Bradley McDougald, a man with a firm grasp on fashion right down to his shiny white gators, dressed like a young man who considers playing football at Kansas a privilege, not a right. He also sounded like a man who didn’t know he was walking into the middle of a big-time atmosphere.
“When I was being recruited, I made it to a basketball game, and then I made it to the spring game, so I never saw the stadium the way it was tonight,” said McDougald, a native of Dublin, Ohio. “I’m definitely happy I came here.”
The tailgating scene had a serious buzz to it, adding to the big-time feel. The students turned out in huge numbers, a must.
“We’re coming into the season with great expectations, but we have to come in and prove it every day,” he said. “I feel the fans really added to the atmosphere tonight.”
And then subtracted from it when far too many students didn’t stay through the final play. It’s the last hurdle that needs to be cleared for Kansas’ evolution to a big-time football school. With five Memorial Stadium games left in the careers of Todd Reesing and Kerry Meier — would have been six but for the Missouri game being moved off campus — look for the student body to realize soon that it makes no sense to miss a single play of their careers.

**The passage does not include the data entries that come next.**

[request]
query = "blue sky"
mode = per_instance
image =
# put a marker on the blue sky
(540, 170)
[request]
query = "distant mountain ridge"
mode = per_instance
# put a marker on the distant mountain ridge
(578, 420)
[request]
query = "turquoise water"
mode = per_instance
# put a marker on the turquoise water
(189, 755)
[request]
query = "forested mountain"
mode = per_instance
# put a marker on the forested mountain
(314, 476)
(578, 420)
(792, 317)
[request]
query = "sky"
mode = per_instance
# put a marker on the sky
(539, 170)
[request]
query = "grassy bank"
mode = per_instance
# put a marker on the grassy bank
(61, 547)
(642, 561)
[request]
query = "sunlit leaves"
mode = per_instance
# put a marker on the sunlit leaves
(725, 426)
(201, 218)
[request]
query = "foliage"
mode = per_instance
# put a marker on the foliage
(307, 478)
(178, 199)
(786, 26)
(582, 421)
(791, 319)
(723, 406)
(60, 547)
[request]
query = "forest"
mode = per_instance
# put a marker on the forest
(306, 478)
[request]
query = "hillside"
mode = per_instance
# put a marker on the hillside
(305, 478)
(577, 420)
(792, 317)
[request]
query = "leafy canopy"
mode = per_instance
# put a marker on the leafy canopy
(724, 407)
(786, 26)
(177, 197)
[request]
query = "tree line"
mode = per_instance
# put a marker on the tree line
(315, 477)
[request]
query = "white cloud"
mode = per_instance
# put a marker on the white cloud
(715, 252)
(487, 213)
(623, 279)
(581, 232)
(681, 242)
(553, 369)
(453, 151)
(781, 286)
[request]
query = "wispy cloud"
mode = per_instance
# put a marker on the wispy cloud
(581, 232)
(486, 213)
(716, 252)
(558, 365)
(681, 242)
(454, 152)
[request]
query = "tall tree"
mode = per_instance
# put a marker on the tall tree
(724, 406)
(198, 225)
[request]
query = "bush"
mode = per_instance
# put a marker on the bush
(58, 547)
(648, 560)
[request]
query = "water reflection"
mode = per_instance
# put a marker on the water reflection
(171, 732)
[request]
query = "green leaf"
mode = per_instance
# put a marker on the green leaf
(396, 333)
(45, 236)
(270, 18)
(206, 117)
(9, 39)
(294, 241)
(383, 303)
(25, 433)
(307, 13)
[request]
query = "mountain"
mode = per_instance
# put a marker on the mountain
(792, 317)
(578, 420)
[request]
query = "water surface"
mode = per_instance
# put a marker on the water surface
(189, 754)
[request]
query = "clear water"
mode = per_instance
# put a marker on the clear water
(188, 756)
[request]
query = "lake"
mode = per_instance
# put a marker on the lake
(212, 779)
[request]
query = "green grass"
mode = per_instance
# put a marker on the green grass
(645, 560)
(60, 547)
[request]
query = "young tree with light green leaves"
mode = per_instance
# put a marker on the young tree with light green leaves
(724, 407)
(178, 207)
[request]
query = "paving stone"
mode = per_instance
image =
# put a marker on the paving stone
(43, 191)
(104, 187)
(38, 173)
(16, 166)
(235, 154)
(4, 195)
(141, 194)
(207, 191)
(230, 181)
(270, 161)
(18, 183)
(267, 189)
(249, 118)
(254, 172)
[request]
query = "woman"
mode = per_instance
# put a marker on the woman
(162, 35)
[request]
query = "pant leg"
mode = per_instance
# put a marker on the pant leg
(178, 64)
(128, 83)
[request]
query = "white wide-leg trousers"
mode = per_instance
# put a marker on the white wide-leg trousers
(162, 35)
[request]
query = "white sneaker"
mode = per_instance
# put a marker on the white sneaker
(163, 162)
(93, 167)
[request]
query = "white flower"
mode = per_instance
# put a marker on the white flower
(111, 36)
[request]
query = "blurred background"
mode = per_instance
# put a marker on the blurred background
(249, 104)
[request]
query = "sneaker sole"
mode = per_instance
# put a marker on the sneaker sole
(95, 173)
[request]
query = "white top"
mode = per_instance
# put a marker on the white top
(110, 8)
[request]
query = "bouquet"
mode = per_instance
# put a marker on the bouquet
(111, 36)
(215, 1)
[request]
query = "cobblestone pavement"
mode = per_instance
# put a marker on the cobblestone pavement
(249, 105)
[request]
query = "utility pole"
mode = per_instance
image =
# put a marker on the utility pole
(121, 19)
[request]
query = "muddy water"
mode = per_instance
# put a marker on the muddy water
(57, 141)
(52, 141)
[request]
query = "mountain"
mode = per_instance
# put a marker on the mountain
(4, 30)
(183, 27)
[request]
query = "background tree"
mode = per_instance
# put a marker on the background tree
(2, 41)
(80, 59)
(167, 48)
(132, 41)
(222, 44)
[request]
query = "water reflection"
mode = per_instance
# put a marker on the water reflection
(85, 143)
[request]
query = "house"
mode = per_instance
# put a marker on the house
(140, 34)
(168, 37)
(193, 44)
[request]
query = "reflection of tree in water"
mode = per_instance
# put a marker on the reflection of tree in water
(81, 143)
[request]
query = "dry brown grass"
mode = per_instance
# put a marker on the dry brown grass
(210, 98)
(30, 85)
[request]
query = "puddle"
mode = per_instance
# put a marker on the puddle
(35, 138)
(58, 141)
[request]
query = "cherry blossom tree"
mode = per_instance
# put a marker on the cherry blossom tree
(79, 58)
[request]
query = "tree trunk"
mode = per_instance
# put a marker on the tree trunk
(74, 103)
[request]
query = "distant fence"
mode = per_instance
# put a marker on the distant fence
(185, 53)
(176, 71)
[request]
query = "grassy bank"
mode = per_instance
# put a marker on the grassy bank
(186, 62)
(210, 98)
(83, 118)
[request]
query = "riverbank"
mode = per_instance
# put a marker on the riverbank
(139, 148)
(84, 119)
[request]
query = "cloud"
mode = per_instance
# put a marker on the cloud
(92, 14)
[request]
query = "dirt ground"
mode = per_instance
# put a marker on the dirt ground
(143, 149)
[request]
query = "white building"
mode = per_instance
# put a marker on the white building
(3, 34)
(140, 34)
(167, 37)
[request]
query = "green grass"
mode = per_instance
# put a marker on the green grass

Reesing and Meier qualify as reasons McDougald feels fortunate to play football for Kansas. The great thing about senior stars is that it gives head starts to freshmen. In the early days of Reesing’s career, receivers had to learn as they went along that with him buying time play after play, they would be rewarded for never letting up, forever trying to get open. Now it’s so ingrained in the veterans it immediately is picked up by rookies as standard operating procedure. The same goes for the way receivers block. They did a terrific job of that in the season-opening 49-3 blowout of overmatched Northern Colorado, especially an extremely physical Kerry Meier.
“We have this thing called ‘scramble rule,’” said McDougald, who debuted with two catches for 49 yards. “As a play breaks down, you could tell we don’t ever stop. We keep going through the echo of the whistle. As long as Todd is up on his feet, you never know what to expect.”
The best thing about playing with Reesing?
“Just the way he never gives up,” McDougald said. “He’s definitely smart. ... Sometimes in the meeting rooms he knows more than the coaches. Just playing with a quarterback like him will do wonders with my future.”
He said the same about teaming with Meier.
“I had great blocking upfield from Kerry and Tertavian (Ingram), and that kind of symbolizes our wide-receiver corps,” McDougald said. “We’re always looking out for each other. Kerry’s just an animal. He really overemphasizes the little things to make his overall game better. He’s definitely more a player-coach on the field. That definitely is a bonus for me as a young player.”